Zum Tod von Eberhard SchockenhoffDer Zugewandte

Betroffenheit und Trauer sind groß: Mit Eberhard Schockenhoff haben die wissenschaftliche Theologie und die katholische Kirche in Deutschland eine ihrer prägendsten Persönlichkeiten verloren.

Dass sogar die Hauptnachrichten im Fernsehen über den tragischen Unfalltod des Freiburger Professors für Moraltheologie, Eberhard Schockenhoff, berichtet haben, gibt einen Hinweis darauf, welch Großer von uns gegangen ist. In unzähligen Reaktionen wurde an seine theologische Kompetenz, seine immense Kenntnis in nahezu allen Lebensbereichen – von Humanwissenschaften bis Kunst – und seine positive, zugewandte Art erinnert. „Sein Ziel war eine menschenfreundliche Gesellschaft“, schrieb etwa der Journalist Volker Hasenauer treffend. „Zentral war für ihn das individuelle Gewissen – und nicht der moralische Zeigefinger.“

Wer bei Eberhard Schockenhoff studieren durfte, wie der Autor dieser Zeilen, kann all das ergänzen durch persönliche Eindrücke. Er war ein Mensch, der sich ernsthaft für einen interessierte – wahrlich kein Professor, dem die Lehre, all die „ahnungslosen“ Studierenden im Grunde lästig gewesen wären. Dankbar ist man dafür, dass es auch später immer wieder Begegnungen gab. Eberhard Schockenhoff war immer ansprechbar. Er antwortete schnell, war zuvorkommend, völlig uneitel. Schockenhoff gab gerne Rat und erwartete dafür keinerlei Gegenleistung. Es ging ihm stets um die Sache. Im CHRIST IN DER GEGENWART rezensierte er zuletzt das Grundlagenwerk seines Fachkollegen Karl-Wilhelm Merks, dem er bescheinigte, dass er „mit Leib und Seele Moraltheologe sein möchte“. Eine Charakterisierung, die auch für Schockenhoff selbst gilt.

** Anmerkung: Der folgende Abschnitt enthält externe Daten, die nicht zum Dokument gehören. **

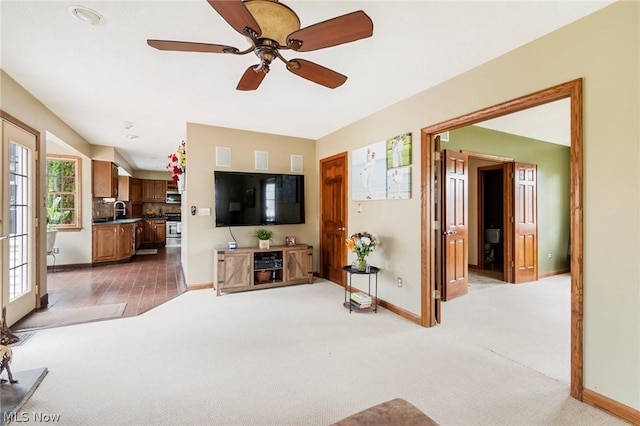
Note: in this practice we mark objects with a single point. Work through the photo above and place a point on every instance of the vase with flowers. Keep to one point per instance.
(362, 244)
(177, 164)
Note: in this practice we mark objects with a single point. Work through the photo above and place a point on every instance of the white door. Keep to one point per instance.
(17, 222)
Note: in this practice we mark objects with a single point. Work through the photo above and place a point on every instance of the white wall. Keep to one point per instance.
(603, 49)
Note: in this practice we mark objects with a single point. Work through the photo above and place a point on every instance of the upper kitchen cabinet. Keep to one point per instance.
(154, 191)
(105, 179)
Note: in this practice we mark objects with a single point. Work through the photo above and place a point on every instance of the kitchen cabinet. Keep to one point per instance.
(154, 191)
(112, 242)
(104, 179)
(139, 233)
(155, 231)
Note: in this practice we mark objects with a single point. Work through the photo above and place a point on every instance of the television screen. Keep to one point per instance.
(244, 198)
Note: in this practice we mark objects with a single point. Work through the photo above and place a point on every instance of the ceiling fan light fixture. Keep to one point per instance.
(86, 15)
(276, 20)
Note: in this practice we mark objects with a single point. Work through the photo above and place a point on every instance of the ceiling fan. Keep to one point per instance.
(270, 27)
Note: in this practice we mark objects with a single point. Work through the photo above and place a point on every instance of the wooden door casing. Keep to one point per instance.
(524, 210)
(455, 220)
(333, 190)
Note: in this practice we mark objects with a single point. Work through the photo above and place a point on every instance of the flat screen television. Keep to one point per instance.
(245, 198)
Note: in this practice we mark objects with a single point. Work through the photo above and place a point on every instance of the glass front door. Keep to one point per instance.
(17, 222)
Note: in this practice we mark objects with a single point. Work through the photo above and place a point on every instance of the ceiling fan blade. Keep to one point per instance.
(342, 29)
(237, 15)
(251, 79)
(316, 73)
(186, 46)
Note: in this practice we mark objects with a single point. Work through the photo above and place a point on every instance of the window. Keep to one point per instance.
(63, 192)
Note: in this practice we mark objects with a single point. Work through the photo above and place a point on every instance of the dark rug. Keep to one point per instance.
(60, 317)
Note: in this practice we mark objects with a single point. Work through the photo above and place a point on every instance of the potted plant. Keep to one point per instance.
(54, 217)
(264, 235)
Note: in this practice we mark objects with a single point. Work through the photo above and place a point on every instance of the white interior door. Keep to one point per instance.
(17, 222)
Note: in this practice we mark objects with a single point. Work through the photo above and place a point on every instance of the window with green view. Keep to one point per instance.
(63, 192)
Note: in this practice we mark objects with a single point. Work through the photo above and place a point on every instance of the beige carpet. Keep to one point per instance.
(295, 356)
(147, 251)
(60, 317)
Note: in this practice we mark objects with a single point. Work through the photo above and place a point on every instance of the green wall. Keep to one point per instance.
(553, 184)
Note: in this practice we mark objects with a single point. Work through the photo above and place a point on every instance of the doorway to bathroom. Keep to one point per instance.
(491, 221)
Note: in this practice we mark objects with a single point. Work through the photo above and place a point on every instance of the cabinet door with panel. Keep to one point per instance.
(235, 270)
(298, 264)
(105, 243)
(125, 241)
(160, 231)
(139, 233)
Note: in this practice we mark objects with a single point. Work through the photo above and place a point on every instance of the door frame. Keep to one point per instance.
(41, 300)
(481, 219)
(573, 91)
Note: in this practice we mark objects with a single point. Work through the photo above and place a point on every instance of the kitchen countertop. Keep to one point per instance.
(116, 222)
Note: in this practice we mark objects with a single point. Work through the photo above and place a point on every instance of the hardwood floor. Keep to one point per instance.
(144, 283)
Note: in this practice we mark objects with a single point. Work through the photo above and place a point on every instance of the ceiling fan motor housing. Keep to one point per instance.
(275, 19)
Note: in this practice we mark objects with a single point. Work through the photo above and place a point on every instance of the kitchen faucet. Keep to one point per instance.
(122, 210)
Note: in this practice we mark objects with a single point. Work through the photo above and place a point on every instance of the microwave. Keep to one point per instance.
(173, 198)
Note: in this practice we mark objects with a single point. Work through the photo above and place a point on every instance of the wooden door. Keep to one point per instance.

Geboren 1953 in Stuttgart studierte er Theologie – zunächst in Tübingen, dann in Rom, wo er 1978 zum Priester geweiht wurde. Schockenhoff promovierte bei Alfons Auer und war Assistent des späteren Kurienkardinals Walter Kasper in Tübingen. Anfang der neunziger Jahre wurde er als Professor für Moraltheologie nach Regensburg berufen, 1994 wechselte er nach Freiburg, wo er bis zuletzt blieb. Rufe an die Universitäten München und Tübingen lehnte er ab.

Seit 2001 war Schockenhoff Mitglied des Nationalen Ethikrats, von 2008 bis 2016 im Deutschen Ethikrat, dessen Vizevorsitzender er vier Jahre war. Parallel war er Herausgeber der „Zeitschrift für medizinische Ethik“. Er engagierte sich in der Heidelberger Akademie der Wissenschaften, übernahm 2016 die Präsidentschaft des Katholischen Akademischen Ausländer-Dienstes und war in vielen weiteren kirchlichen Gruppen und Gremien engagiert. Nun starb er im Alter von 67 Jahren an den Folgen eines Unfalls.

Der Radius von Schockenhoffs Denken und Handeln „war stets viel weiter, als es die Bezeichnung seines Lehrstuhls nahelegte“, schrieb der Journalist Daniel Deckers in der „Frankfurter Allgemeinen“. So meldete sich Schockenhoff in öffentlichen Debatten zu Wort, zuletzt etwa kritisch zum Sterbehilfeurteil des Bundesverfassungsgerichts. Genauso bezog er Stellung in den Diskussionen um die Zukunft der Kirche. Schockenhoff gehörte zu den Unterzeichnern des Memorandums „Kirche 2011: Ein notwendiger Aufbruch“. Er war Ratgeber und Diskussionspartner der deutschen Bischofskonferenz, etwa bei der Aufarbeitung des Missbrauchsskandals. Georg Bätzing, der Vorsitzende der Bischofskonferenz, hob Schockenhoffs „visionäre Kraft in seinem theologischen Forschen und Reden ebenso wie seine bemerkenswerte analytische Brillanz“ hervor. Er habe nie in Verbotskategorien gedacht. Die Vorsitzende des Katholisch-Theologischen Fakultätentags, Johanna Rahner, sagte, Schockenhoffs Tod sei nicht nur ein großer Verlust für die deutsche wissenschaftliche Theologie, sondern für die Gesellschaft insgesamt. In der katholischen Ethik habe er sehr viele Türen aufgestoßen und die katholische Sexualmoral vorangebracht. Für den „synodalen Weg“, bei dem Schockenhoff sich im Forum Sexualität engagiert hatte, sei dessen Tod eine Katastrophe.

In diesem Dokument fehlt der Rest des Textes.